Пожаров, к счастью, пока не видно, и дай Бог, чтобы кочевники, когда получат по сусалам, не отыгрались на посаде. Нетронуты пока и поля — гнать по ним конницу вместо дорог такое себе, получается либо медленно, либо кони копыта переломают. Отдельный для такого приказ нужен, и не факт, что он последует — время, опять-таки, работает на нас: гонцы от нас с монастырем давным-давно ускакали «куда следует», а в последнем еще и специальный сигнальный огонь запалили, чернющий столб дыма от которого хорошо виден на многие версты.

Степняков, без учета тех, что грабят посад, двести семьдесят три плюс-минус пяток — мельтешат проклятые, маневрируют, совсем уж точно сосчитать не выходит, но нам оно и не надо. Стенобитных орудий у них нет, но имеются лестницы, изготовленные из веревок и срубленных в ближайшем лесу жердей да веток. Имеется и таран — здоровенное бревно, и кончик его высокотехнологично обит железом. Даже без катапульт, пушек и прочего добра — большая, опасная сила.

Класть голову в штурме во благо упрощения дележа награбленного уцелевшими подельниками никому не надо, но смерти степняки не боятся — такая вера, такая культура, такое бытие.
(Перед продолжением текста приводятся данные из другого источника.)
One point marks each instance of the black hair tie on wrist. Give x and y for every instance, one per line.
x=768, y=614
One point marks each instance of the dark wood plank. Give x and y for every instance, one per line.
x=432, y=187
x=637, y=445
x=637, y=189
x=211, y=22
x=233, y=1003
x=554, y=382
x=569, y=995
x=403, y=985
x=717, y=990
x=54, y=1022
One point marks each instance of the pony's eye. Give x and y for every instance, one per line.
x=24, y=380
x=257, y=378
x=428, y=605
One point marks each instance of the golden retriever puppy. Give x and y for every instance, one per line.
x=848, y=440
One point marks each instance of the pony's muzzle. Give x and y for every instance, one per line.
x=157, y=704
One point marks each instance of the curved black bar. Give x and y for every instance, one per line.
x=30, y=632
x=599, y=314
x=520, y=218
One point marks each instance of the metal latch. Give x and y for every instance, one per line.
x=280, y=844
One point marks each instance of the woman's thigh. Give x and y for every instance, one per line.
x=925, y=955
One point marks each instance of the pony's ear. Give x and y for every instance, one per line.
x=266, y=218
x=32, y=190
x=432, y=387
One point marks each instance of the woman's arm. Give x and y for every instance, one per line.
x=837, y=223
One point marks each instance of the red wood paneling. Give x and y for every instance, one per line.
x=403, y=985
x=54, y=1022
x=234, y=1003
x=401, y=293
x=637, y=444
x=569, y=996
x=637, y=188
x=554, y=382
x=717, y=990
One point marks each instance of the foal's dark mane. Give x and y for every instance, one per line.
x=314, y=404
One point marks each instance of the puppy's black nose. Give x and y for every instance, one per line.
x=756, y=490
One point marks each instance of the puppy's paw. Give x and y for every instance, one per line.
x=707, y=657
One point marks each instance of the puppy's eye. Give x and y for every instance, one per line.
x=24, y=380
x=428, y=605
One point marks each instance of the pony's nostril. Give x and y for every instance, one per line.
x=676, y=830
Кроме того, там, в степях, остались их семьи, и если мужская его часть покроет себя позором трусости, семье придется туго. Сказывается и количество — чем больше войско, тем меньше шансов умереть для конкретного его представителя, что выливается в «бонус к морали».

Короче — штурма не избежать, и пушку нашу мы заряжали не зря.

От осной массы степняков отделилось троя. В отличие от бомжеватых подельников, эти красовались кольчугами, стальными шеломами, а на «центровом», который еще и на голову выше других и шире в плечах, так и вообще нормальный латный доспех.

— Переговоры? — уточнил я у стоящих рядом со мной на площадке правой башни ворот Тимофея, Дмитрия и Василия — последний является десятником монастырских воинов, и прибыл к нам командовать своим десятком.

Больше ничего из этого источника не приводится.